= Marcellus Neal =

Marcellus Neal (1868-1939) was the first African-American graduate of Indiana University in the United States. He graduated in 1895 with a B.A. in Mathematics. The Neal-Marshall Center on the Indiana University Bloomington campus is jointly named for Neal and Frances Marshall, the first African-American female student to graduate from Indiana University.

==Early years==
Neal was born in 1868 in Lebanon, Tennessee, but the family later moved to Greenfield, Indiana. Neal excelled academically at the local high school, graduating with distinction.

==Education and career==
Neal's high school academic record earned him a scholarship to Indiana University, where he enrolled in the fall of 1891. He did well academically and graduated with a Bachelor of Arts degree in Mathematics on June 19, 1895. During his time at Indiana University, Neal was a member of the Married Folks' Club. His wife is listed as Mrs. M. Neal, in the Arbutus, the Indiana University yearbook. However, her name is listed as Caledonia in Frank O. Beck's book on race relations at Indiana University. She was a southern teacher, whose teaching skills were highly regarded. The Neals were not allowed to live on campus, enter the Indiana Memorial Union, or eat in establishments on campus.

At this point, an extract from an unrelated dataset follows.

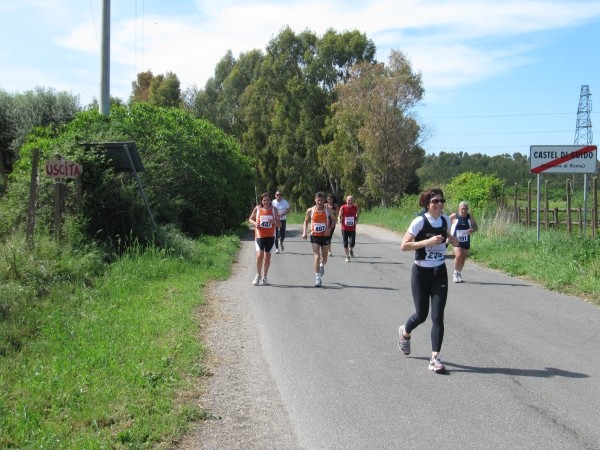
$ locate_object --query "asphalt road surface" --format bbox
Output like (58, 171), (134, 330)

For ten years after his graduation from IU, Neal did graduate work, held short-term teaching jobs, and traveled, spending time in both Europe and Canada. For nearly twenty-five years, he served as the head of the science department at Washington High School in Dallas, Texas. Neal and his wife left Dallas to live in Chicago, Illinois, where he worked at a Civil Service job. He also completed a treatise on science and wrote political editorials for African-American newspapers.

==Death and legacy==
On October 20, 1939, Marcellus Neal was struck by a driver in a hit and run at State and 37th Street in Chicago. He died of his injuries on November 6 and was buried in Mount Greenwood Cemetery, in Glenwood, Illinois.

The Neal-Marshall Alumni Club was founded in 1981 as a means of meeting the needs of black students, faculty, and staff, while also promoting African-American history at Indiana University. The organization was actually founded in Jackson, Mississippi, while other Indiana chapters soon followed in Gary, and Indianapolis.

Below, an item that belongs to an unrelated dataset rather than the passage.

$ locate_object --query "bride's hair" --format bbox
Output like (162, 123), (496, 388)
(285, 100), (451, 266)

The Neal-Marshall Black Culture Center opened on the Indiana University campus in 1969. The center was originally called the "Black House," but renamed the Black Culture Center in 1972. The Center was located in various buildings on campus, but moved into its new home at 109 North Jordan Avenue in 2001 after years of effort by students, alumni, and administration. In April 1995, the Indiana General Assembly passed a resolution to commemorate the 100th anniversary of Neal's graduation, and coinciding with the 175th anniversary of Indiana University.